Yet, throughout the entire campaign, only 2 of them have died. One of them died because he decided to sneak into an orc camp, alone, and throw fireworks at the human cultist leading them. Then run through the woods with 20 orcs chasing him, find the ancient ruin they were supposed to explore, and climb into a sarcophagus to hide. The sarcophagus contained a wraith, he didn't have a magic weapon, and proceeded to die (despite his broken AC and saves). This also took up an entire session of the party's time, because he ran off by himself like a dumbass.

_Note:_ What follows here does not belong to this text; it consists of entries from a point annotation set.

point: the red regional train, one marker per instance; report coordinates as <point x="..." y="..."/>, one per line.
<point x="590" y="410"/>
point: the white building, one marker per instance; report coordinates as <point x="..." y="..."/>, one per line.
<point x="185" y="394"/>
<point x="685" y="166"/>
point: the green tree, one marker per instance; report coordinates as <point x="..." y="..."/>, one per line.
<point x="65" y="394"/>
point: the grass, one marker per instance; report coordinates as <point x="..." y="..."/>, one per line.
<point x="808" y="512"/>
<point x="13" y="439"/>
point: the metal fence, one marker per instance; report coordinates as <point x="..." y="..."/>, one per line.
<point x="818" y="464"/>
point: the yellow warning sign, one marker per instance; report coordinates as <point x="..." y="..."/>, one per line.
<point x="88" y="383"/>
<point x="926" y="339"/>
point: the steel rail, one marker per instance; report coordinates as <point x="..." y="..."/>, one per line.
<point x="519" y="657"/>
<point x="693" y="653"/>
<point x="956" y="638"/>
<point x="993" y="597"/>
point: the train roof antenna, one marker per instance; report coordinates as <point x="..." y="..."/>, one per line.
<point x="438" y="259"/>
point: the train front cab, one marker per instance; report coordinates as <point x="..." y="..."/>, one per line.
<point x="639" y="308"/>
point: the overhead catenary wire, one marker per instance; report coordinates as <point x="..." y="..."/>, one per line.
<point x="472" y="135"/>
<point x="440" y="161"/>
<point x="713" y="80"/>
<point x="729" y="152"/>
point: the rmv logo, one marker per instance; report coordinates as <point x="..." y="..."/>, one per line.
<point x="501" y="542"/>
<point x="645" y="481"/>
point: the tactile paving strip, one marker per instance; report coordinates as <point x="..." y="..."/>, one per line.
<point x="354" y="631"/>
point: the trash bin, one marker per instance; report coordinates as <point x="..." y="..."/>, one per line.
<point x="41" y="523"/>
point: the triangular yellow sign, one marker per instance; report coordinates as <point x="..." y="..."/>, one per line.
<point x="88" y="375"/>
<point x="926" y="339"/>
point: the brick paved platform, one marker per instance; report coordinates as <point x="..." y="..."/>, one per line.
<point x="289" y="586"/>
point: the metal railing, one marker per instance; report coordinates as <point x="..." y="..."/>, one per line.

Second death was another player who went off by himself to meet the widow of a murdered noble who was a cultist. Oh and he specifically did not tell anyone else in the party where he was going. While knowing that there was a fair chance she was a suspect murderer. She invites him inside, talks to him about how lonely it is out here, then tries to give him a little kiss. He tries to run but it is too late, and he is kissed to death by a succubus. That is one of the few dick-ass kills I've had happen.

Most character deaths I've seen have either been suicides, or sheer idiocy. Even with super challenging encounters the PCs usually pull it together.

That's also your players having no idea how the CR system is meant to used. It's just meant to give the GM a way of assessing encounters and summing up how dangerous they are, but pitting players against things above their CR is a core and intended use of the system.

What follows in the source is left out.